The mother is also a brat who has grown up with no regard for other people's feelings, either, if she can honestly look someone in the eye and call them "rude" for asking that she control her little hellion child. Sorry for her loss, but I bet she's not going to let the child wander around the funeral service on their own -- because THAT would be disrespectful. In a restaurant, surrounded by strangers - why should she give a damn about THEM?
After raising two kids, I've certainly taken my share of kids out to the car or for a walk around the outside of the restaurant -- sometimes accompanied with a well-earned smack on the bottom for being "bratty", and other times in resigned recognition that the child is simply too tired or too wound up to learn how to be a good restaurant client this time. But I sure as heck never made the people at the next table responsible for trying to teach my chldren manners.

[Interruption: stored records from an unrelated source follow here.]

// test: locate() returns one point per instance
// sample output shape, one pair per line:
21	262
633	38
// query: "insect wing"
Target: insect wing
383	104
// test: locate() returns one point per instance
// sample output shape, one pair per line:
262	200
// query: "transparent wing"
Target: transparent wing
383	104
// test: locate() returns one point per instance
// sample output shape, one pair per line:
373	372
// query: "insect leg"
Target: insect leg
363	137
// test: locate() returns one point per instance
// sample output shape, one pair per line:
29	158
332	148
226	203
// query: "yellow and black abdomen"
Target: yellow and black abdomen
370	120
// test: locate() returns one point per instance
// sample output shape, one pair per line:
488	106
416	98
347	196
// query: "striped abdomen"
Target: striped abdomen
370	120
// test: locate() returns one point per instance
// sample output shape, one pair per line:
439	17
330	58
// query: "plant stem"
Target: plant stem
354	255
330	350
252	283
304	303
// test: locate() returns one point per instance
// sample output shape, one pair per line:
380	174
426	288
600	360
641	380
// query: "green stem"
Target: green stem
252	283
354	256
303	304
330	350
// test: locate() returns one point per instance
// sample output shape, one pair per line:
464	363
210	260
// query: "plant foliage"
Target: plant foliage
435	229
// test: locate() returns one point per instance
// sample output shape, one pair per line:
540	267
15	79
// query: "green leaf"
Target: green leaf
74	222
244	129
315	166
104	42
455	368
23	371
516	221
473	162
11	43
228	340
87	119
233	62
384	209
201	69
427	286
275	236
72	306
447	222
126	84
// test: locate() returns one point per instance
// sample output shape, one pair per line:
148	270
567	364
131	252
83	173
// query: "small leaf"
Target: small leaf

Worst dinner out: Booth behind us had three kids. Crowded restaurant, took the booth with misgivings, telling the hostess, "OK, let's see how it goes," already having a pretty good idea by seeing the amount of food already on the floor. One kid kept standing up and looking over the booth to see what we were eating (and reporting back, loudly). He finally did it with a french fry drenched in ketchup -- which promptly ended up being dribbled down the back of my white shirt. "HEY! STOP THAT!" I scolded the child, and when he started crying, the mother got angry until I showed her what her little angel had done. But at that point, the father, embarrassed, started yelling at the little boy (the first words he had said to the kid since we had sat down, he had been on his phone the entire time), and finally, the manager of the restaurant brought them all take-out boxes, comped them a dessert, and suggested that perhaps it was time to leave.